Ich bin ein Wort, das auf vier Silben rollt,
und wenn ihr mich halbieren wollt,
kann jeder Teil für sich bestehen,
[1]enthalt ich (hütet euch, mich unrecht zu verstehen!),
was täglich der Natur zwier ein Gesunder zollt
[2]und was wir jeden Tag, wenn wir nicht blind sind, sehen.
Lasst ihr mich, wie ich bin, so wett ich, ihr entdeckt,
ohn' Ödipus' Verstand zu haben,
[3]dass ein Adverbium, [4]ein
Casus in mir steckt.
(Verzeihet einem dreißig Sommer alten Knaben
die Brocken Schullatein.
Die Muttersprache passt, trotz allen Dichtergaben,
hier nicht ins Silbenmaß hinein.)
Wenn ihr mich nun zerlegt, was liegt in mir begraben?

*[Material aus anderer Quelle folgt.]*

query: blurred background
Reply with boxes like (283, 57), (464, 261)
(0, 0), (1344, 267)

[5]Das Instrument, das weislich nie allein
sich hören lässt, [6]das Ross, worauf, bei Mondenschein,
zum Blocksbergball die Schönen traben,
[7]die Werkstatt, wo der Gott, der krause Stirnen schützt,
bei Jovis Donnerkeulen schwitzt,
indes die Götter sich mit seinem Weibchen laben,
[8]was man an einem Weg zu loben pflegt,
[9]und wie zur Braut der Bräutigam sich legt.

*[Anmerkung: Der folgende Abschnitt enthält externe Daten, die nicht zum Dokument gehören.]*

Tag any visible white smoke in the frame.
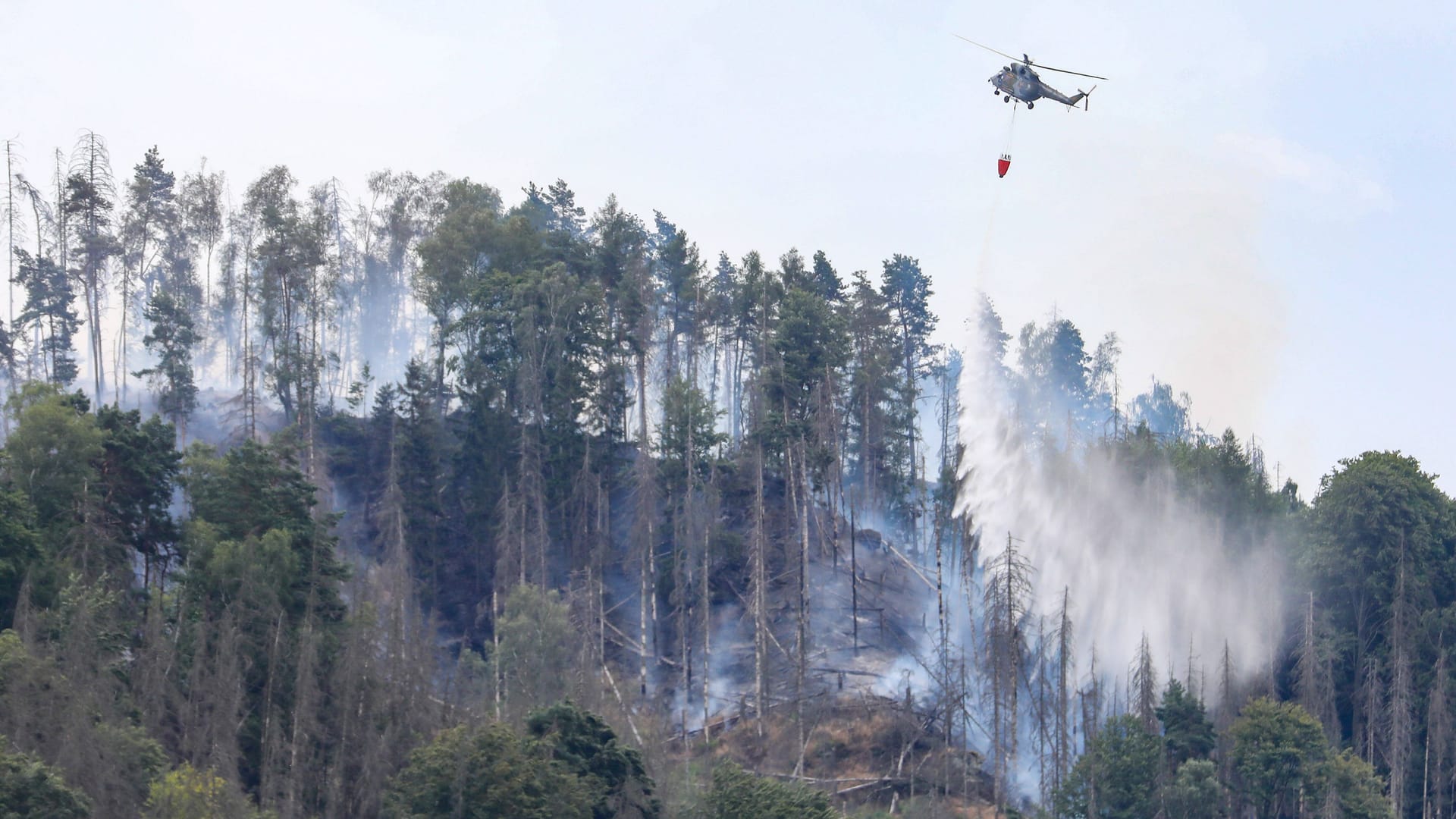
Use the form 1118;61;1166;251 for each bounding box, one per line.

[10]Was sich bald sanft um eine Haube schmieget,
bald freier um den Busen flieget.
[11]Nicht minder, was der Kartenspieler liebt,
weil es dem Glück fast stets den Ausschlag gibt.
[12]Und wie man spricht, wann man auf etwas zeiget.

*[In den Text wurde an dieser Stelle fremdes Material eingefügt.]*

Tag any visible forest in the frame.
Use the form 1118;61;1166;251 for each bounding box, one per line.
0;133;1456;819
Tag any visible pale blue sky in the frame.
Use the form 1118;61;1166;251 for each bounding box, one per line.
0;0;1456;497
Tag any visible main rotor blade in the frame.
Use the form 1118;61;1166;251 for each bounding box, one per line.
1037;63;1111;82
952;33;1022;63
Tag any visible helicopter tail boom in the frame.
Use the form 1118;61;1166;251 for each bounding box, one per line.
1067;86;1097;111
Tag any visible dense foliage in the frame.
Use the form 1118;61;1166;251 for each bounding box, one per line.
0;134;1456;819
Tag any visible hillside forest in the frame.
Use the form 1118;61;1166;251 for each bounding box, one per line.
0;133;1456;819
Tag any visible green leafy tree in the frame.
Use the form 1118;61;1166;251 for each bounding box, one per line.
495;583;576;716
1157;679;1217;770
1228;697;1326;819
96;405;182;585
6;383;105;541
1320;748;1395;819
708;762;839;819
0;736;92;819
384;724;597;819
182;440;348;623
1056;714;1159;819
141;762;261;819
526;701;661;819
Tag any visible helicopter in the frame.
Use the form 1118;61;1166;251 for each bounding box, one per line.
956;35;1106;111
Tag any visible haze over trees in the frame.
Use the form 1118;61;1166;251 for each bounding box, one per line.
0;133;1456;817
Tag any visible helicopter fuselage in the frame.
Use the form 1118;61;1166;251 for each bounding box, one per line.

[13]Auch was der Klee, wann sich die Sonne neiget
und wann sie aufgeht, ist.
[14]Ein Zeitvertreib, bei dem die griechische Kokette
den Stutzer Griechenlands empfing
und mit soviel Dezenz doch alles vor sich ging
als in Paris bei der Toilette.
[15]Was ihr in eurem Stammregister zählt,
wofern es den Kollateralen
nicht ganz und gar an Weibern fehlt.
[16]Der Held, der laut der ältesten Annalen
ganz unbepanzert, ungestählt
sich gegen der Philister Macht empörte –
nein, nicht er selbst, der Stamm, dem er gehörte.
[17]Das Ding, bei welchem ihn ein Weib herumgeführt.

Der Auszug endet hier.